7

I have a controller named LoginController with a Get method with a signature of:

public string Get(string Key, string Code, string UserID, string Password)

I want to be be able to invoke it with a call similar to:

http://localhost:1234/api/Login/KeyValue/CodeValue/UserValue/PasswordValue

I cannot get this to work. If I invoke the call with:

http://localhost:1234/api/Login?Key=KeyValue&Code=CodeValueUserID=UserValue&Password=PasswordValue 

The call is successful.

I've tried adding routes such as below to Global.asax

 routes.MapHttpRoute(name: "Login", routeTemplate: "api/{controller}/{action}/{Key}/{Code}/{UserID}/{Password}",
                defaults: new { Key = UrlParameter.Optional, Code = UrlParameter.Optional, UserID = UrlParameter.Optional, Password = UrlParameter.Optional });

or

 routes.MapHttpRoute(name: "Login", routeTemplate: "api/{controller}/{Key}/{Code}/{UserID}/{Password}",
                defaults: new { Key = UrlParameter.Optional, Code = UrlParameter.Optional, UserID = UrlParameter.Optional, Password = UrlParameter.Optional });

These do not seem to work. Where am I going wrong or is this even possible? I was able to do this in the RC version of WebApi with MVC3.

2 Answers 2

11

It seems you are missing the action in your request (/api/Login/KeyValue/CodeValue/UserValue/PasswordValue). Try /api/Login/Get/KeyValue/CodeValue/UserValue/PasswordValue instead, if you intend to use the first route.
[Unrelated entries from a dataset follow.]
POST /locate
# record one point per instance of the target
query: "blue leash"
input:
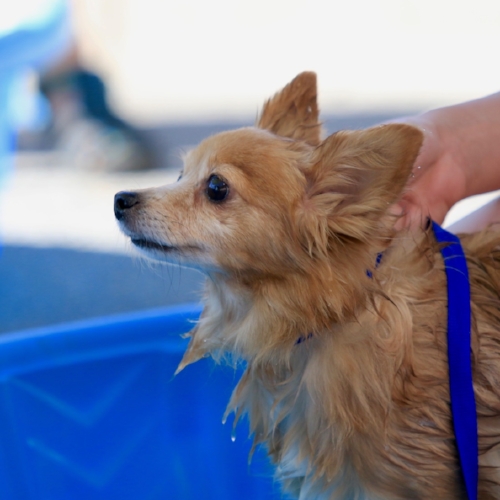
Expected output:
(463, 404)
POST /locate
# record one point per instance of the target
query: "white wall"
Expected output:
(182, 59)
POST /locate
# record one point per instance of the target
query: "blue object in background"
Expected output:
(92, 411)
(33, 33)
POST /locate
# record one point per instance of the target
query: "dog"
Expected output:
(346, 379)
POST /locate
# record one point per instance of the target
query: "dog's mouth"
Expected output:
(151, 245)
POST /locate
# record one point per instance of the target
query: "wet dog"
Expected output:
(346, 377)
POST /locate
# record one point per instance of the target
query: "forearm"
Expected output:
(470, 134)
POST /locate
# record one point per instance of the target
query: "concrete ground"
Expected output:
(64, 258)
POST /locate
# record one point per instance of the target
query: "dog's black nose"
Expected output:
(123, 201)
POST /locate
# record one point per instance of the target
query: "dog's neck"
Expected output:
(262, 317)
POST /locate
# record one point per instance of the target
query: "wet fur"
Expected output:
(359, 409)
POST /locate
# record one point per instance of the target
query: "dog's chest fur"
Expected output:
(363, 409)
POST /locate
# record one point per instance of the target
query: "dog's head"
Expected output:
(278, 216)
(266, 200)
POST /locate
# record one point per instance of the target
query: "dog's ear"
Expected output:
(353, 179)
(293, 112)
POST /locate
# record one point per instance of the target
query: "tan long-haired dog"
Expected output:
(347, 376)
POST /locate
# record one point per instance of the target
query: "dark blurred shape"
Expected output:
(86, 129)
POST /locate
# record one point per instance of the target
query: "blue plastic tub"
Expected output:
(92, 411)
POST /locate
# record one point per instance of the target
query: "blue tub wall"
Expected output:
(101, 416)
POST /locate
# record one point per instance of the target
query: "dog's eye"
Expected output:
(217, 189)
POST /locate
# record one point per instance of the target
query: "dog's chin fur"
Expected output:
(347, 379)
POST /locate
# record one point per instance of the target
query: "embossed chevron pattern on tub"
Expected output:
(93, 412)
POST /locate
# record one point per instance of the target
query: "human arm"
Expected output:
(460, 157)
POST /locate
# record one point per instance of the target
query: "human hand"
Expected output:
(437, 182)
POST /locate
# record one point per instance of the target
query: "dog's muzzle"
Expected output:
(124, 201)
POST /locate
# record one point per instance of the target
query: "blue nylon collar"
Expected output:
(463, 404)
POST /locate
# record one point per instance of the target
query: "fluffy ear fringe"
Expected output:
(355, 176)
(293, 112)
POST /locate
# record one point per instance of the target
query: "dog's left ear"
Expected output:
(293, 112)
(352, 180)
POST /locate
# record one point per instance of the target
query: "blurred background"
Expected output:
(98, 96)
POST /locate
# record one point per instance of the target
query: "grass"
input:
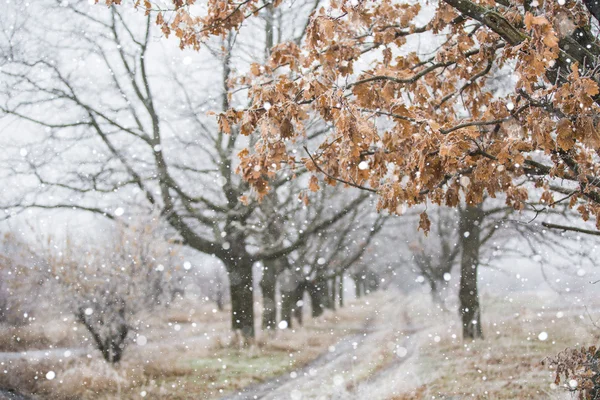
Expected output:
(190, 355)
(200, 360)
(507, 364)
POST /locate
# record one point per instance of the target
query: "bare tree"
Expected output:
(116, 143)
(109, 285)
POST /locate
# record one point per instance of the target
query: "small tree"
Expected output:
(108, 285)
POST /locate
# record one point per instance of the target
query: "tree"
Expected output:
(435, 256)
(107, 286)
(414, 127)
(124, 145)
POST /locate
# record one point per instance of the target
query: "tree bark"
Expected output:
(316, 291)
(242, 299)
(357, 285)
(268, 284)
(341, 290)
(470, 309)
(299, 302)
(287, 306)
(332, 293)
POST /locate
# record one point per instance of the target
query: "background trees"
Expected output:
(417, 128)
(109, 286)
(134, 137)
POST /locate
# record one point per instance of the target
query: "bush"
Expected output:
(579, 371)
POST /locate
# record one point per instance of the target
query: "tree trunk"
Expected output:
(470, 310)
(332, 293)
(287, 307)
(268, 284)
(219, 299)
(357, 283)
(242, 299)
(299, 302)
(316, 289)
(341, 289)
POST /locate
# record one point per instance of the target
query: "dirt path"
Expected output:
(352, 369)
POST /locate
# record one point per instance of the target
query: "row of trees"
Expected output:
(442, 124)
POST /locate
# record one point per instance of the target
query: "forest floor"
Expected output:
(384, 346)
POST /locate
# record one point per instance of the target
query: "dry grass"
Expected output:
(190, 355)
(508, 363)
(42, 335)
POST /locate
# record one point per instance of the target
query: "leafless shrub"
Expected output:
(108, 285)
(579, 370)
If you want to be able to call it without the action specified and default to "Get", you have to specify a default action:

defaults: new { Key = UrlParameter.Optional, Code = UrlParameter.Optional, UserID = UrlParameter.Optional, Password = UrlParameter.Optional, Action = "Get" }

I have successfully tried this in an ASP.NET MVC 4 project (Visual Studio 2012 RC):

Creating a LoginController with action:

public string Get(string Key, string Code, string UserID, string Password)
{
    return Key + Code + UserID + Password;
}

And mapping the route in Global.asax.cs:

 RouteTable.Routes.MapHttpRoute(null, "api/{controller}/{Key}/{Code}/{UserID}/{Password}",
            new { Key = UrlParameter.Optional, Code = UrlParameter.Optional, UserID = UrlParameter.Optional, Password = UrlParameter.Optional, Action = "Get"});

If it is not working for you, maybe another route is catching the request or the route is not being registered.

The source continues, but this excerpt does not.